Пьер пробирался сквозь лес. Ветки хлестали его по лицу, лозы и трава хватали за ноги, пытаясь повалить.

– Даже ты говоришь мне, что не стоило возвращаться домой, – сказал он острову.

Утром, когда он смотрел на Мичилимакинак с материка, нервы его были напряжены от желания прыгнуть в каноэ и поспешить к Анжелике. Но он говорил себе, что не сделает этого, что будет слишком тяжело смотреть на нее и знать, что они не могут быть вместе.

Всю зиму он цеплялся за свое решение пожертвовать собственным эгоистичным желанием быть с ней и поступить так, как будет лучше для нее и Жана. Но знал, что, если он хочет сдержать свою клятву, ему нельзя возвращаться на остров. Он не доверял себе. Даже принимая во внимание то, как он вел себя в прошлом году, через что прошел, Пьер знал, что далеко не идеален. Бывали дни, когда он проигрывал битву с прежним, эгоистичным собой.
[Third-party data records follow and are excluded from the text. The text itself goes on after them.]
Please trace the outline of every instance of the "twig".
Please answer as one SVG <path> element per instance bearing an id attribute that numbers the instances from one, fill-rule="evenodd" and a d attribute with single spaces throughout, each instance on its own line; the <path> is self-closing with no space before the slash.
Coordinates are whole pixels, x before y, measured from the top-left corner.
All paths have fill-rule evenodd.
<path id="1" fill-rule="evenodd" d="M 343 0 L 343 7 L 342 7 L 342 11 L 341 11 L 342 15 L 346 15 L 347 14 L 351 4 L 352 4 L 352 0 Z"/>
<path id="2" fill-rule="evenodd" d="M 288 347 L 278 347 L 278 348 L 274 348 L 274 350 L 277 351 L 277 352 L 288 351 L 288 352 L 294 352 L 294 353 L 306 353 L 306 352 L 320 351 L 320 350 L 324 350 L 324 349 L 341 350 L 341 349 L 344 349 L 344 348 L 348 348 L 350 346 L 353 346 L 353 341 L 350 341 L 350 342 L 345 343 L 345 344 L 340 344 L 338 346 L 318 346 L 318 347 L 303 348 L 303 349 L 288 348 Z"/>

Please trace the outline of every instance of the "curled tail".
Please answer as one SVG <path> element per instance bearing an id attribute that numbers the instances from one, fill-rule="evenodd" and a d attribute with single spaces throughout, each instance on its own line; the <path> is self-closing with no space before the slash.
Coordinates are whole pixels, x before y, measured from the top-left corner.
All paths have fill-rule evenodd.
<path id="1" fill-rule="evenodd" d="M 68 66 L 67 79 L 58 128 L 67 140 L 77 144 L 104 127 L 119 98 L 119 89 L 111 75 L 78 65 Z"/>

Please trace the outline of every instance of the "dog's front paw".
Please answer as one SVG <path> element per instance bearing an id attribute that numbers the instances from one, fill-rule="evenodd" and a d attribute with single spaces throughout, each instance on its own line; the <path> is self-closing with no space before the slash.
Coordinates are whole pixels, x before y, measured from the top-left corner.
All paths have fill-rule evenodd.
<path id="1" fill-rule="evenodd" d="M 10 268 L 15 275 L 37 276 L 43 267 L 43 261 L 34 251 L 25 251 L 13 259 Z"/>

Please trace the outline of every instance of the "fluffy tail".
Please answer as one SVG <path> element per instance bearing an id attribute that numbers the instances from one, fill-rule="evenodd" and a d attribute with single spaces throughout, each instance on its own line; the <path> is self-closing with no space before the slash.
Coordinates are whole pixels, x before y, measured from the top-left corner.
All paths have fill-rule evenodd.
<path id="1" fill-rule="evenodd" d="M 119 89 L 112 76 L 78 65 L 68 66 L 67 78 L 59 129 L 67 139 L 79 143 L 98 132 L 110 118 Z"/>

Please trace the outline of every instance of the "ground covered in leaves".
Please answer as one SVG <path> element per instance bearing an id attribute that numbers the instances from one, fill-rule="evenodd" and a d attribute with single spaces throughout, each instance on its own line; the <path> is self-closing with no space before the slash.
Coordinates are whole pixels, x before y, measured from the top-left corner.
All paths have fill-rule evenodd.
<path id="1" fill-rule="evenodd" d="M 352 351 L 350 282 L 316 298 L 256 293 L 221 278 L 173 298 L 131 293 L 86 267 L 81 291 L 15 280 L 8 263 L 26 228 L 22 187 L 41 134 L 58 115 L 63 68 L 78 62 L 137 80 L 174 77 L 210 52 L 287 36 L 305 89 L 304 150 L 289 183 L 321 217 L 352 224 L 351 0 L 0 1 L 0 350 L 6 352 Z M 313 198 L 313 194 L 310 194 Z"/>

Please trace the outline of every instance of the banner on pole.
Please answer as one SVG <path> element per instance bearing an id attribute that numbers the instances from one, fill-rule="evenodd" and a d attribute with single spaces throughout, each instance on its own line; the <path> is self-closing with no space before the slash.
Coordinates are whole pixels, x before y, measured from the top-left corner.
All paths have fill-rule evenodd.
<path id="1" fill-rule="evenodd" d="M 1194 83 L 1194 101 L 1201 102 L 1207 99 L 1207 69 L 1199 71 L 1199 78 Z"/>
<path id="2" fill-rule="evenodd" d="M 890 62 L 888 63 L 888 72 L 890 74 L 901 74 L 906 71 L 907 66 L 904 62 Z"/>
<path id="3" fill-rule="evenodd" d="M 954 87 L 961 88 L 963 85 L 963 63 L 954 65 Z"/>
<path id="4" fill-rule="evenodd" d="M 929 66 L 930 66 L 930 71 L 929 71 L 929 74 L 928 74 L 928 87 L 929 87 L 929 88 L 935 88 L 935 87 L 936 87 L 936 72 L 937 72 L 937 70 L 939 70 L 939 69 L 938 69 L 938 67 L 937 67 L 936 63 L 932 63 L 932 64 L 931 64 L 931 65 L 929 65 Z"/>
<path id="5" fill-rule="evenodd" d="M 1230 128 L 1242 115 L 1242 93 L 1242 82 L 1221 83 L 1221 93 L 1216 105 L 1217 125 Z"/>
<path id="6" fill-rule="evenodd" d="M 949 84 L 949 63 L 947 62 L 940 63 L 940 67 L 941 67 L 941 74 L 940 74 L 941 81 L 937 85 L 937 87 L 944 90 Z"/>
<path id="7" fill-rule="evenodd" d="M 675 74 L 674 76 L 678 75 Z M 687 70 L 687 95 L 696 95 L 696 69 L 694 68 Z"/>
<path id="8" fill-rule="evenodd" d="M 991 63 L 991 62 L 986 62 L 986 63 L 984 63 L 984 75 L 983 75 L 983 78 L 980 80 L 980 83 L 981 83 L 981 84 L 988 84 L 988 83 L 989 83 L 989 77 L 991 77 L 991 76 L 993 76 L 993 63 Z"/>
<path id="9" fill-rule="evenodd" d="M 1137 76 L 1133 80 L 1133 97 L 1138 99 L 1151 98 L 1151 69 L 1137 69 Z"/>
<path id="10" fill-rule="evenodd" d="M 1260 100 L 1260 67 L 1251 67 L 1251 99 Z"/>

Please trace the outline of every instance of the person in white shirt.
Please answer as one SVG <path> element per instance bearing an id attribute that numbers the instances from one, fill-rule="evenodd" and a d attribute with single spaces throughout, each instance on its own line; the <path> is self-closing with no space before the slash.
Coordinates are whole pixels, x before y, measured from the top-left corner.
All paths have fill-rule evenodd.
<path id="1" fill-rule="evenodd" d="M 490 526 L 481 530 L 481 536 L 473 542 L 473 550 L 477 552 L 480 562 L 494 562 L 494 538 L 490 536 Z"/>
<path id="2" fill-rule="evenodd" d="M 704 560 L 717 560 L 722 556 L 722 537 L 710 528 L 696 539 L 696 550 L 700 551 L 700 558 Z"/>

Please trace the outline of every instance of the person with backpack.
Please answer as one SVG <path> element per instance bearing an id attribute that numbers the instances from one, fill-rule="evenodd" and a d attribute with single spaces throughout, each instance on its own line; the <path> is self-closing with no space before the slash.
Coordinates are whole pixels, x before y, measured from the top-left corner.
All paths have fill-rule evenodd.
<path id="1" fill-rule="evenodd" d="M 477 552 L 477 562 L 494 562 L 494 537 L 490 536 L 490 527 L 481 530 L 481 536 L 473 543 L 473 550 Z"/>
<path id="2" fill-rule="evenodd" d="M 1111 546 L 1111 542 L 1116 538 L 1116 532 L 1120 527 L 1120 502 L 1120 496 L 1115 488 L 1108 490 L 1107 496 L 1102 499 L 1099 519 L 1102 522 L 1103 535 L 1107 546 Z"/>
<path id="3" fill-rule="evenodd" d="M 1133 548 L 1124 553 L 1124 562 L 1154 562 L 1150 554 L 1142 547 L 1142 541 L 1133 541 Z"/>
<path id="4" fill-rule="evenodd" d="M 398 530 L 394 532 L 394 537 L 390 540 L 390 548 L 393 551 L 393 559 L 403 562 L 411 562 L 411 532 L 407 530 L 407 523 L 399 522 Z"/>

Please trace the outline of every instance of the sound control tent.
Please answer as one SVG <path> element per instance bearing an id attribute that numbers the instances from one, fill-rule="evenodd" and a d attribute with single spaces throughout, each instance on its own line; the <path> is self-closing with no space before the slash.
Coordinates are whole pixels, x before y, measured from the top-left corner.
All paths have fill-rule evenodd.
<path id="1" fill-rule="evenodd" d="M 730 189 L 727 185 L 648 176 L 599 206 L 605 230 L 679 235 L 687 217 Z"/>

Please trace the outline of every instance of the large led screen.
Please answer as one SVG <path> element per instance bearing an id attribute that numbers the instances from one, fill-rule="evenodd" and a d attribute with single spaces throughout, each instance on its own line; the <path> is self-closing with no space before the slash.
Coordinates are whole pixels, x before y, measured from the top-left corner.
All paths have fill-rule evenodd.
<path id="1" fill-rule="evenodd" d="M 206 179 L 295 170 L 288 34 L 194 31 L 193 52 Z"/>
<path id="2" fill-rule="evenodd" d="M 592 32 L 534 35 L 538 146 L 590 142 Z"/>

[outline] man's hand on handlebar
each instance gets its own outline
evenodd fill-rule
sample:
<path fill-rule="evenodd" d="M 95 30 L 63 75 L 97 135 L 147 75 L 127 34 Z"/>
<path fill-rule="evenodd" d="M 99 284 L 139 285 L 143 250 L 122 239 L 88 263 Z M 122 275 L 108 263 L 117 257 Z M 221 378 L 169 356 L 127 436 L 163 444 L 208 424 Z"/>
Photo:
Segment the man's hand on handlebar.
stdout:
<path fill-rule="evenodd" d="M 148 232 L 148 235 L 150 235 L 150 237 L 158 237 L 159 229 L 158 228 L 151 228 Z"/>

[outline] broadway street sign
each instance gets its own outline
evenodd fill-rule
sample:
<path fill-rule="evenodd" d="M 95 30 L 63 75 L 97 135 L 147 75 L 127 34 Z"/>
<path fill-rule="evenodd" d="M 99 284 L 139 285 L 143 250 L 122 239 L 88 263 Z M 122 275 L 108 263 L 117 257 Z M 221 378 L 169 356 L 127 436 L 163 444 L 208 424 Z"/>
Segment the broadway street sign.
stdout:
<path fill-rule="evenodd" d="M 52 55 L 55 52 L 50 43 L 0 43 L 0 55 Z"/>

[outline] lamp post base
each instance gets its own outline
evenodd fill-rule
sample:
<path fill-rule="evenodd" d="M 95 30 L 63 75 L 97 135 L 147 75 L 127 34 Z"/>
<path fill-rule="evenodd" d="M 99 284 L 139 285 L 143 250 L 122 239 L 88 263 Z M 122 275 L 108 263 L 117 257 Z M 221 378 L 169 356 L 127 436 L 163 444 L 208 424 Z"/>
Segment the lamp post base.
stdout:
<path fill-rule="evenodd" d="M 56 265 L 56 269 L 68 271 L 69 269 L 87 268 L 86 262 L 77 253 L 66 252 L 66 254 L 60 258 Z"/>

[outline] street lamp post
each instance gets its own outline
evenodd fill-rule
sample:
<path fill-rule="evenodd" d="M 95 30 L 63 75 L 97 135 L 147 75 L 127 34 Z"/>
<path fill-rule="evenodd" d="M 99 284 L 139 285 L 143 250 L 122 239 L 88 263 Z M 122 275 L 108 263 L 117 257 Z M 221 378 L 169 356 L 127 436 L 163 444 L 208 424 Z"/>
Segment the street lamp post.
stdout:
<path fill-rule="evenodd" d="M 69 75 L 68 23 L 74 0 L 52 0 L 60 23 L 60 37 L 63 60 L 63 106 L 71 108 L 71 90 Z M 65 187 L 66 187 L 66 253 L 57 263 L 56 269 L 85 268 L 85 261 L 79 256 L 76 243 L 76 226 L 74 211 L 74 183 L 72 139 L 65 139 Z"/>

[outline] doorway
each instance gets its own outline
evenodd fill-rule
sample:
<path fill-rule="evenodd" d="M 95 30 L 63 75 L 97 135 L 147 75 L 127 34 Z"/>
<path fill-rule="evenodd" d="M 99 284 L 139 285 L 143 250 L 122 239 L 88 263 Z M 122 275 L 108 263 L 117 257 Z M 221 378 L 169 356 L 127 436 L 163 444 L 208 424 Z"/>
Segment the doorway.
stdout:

Но Рыжий Лис все утро наседал на него, пока Пьер брился и отмывался, и в результате заставил друга сдаться.

Теперь, когда американцы вернулись на остров, он был в относительной безопасности. Главное было не попадаться на глаза англичанам, особенно лейтенанту Стили. Он не хотел рисковать и показывать лейтенанту, что все еще жив. Кто знает, что может сотворить с ним лейтенант, несмотря на то что война уже закончена.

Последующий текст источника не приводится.